Posted April 16, 2017 By John C Wright

On this day, when infinite love clothed in living truth more brilliant that the sun, crowned with all virtues, descended into the finite sphere of Earth, and was greeted with indifference, jeers, hatred, humiliation, torture, and death, it behooves us to reflect on the nature of truth and mankind’s hatred of it.

This is a perennial defect of the human race. The hatred of truth is more enflamed in some men than in others, more in some nations and eras than others.

Now, hatred of truth is lauded as a virtue, truthfulness is blackened by many evil names, called extremism, partisanship, meanspiritedness, and love of truth is equated to terrorism. Truth is denounced as inappropriate, as bigotry, and as inciting violence.
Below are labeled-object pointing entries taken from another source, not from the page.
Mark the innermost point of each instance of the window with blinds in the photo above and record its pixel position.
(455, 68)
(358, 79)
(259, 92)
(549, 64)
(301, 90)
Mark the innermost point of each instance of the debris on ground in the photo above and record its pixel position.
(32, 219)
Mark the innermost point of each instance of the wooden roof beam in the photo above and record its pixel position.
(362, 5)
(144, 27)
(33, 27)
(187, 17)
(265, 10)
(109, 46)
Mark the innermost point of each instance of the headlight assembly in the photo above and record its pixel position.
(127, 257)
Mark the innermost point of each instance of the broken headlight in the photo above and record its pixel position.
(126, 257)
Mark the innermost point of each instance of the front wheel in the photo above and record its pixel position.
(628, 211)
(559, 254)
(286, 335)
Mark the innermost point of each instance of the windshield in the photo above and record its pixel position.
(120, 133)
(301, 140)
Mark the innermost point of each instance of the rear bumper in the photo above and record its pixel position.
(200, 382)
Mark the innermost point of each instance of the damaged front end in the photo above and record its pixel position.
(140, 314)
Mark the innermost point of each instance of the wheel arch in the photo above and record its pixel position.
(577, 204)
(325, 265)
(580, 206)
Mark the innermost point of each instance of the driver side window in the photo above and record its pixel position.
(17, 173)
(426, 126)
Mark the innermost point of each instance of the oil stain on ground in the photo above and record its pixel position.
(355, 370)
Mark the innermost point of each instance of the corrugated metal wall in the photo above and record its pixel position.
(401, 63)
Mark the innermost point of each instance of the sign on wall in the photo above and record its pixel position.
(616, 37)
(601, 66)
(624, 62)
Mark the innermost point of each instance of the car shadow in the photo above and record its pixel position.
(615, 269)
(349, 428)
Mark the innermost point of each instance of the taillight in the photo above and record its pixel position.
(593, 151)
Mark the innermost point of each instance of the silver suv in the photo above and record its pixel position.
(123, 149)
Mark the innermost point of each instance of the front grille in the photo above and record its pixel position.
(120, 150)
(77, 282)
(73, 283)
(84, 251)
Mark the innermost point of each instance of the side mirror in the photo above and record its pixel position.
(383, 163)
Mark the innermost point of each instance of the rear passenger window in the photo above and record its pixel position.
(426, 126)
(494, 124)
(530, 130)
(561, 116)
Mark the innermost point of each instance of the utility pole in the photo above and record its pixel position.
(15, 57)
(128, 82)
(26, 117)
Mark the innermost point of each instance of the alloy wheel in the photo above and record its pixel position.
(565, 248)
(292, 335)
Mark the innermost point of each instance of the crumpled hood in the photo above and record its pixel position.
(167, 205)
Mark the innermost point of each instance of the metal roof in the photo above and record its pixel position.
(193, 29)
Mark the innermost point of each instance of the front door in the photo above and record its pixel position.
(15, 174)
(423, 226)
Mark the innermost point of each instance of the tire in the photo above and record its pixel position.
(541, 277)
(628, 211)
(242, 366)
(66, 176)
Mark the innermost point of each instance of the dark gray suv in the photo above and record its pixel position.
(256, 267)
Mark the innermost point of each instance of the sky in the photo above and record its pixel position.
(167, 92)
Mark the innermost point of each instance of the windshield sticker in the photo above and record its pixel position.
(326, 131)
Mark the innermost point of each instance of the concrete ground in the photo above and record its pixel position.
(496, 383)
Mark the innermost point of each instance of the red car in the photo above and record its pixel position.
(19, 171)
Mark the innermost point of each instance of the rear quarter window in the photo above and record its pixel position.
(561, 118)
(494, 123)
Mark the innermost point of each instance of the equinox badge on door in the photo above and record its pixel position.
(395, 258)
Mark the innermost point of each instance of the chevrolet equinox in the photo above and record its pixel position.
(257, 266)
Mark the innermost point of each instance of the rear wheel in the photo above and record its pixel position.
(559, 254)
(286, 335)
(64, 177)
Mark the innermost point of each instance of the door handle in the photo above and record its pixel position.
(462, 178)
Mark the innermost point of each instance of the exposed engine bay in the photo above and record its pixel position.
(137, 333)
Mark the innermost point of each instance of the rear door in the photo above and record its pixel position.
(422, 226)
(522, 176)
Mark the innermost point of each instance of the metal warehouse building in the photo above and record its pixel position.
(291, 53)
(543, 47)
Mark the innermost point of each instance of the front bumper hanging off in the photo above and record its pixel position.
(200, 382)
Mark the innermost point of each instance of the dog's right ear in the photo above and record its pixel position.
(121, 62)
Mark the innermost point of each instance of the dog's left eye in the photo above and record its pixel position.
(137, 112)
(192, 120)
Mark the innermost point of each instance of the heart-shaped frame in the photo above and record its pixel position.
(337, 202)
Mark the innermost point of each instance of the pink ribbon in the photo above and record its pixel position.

Speaking truth is held to be as culpable as the physical violence it allegedly provokes, and for this reason trample truth with violence and the threat of violence is called laudable.

Truth makes moral cripples feel unsafe.

These feelings are not based in reality, but are held to carry more weight than reality carries. In schools and in life, places where the free words of free men are not to be tolerated, ironically called safe spaces, are erected to banish truth and crucify it.

And yet, oddly, even in the midst of their unparalleled victory, the corrupt lords of this world cannot relax and enjoy their ovations and triumphs.

Truth crucified has an uncomfortable habit of leaving the tomb where it was thought safely buried empty, and being seen again.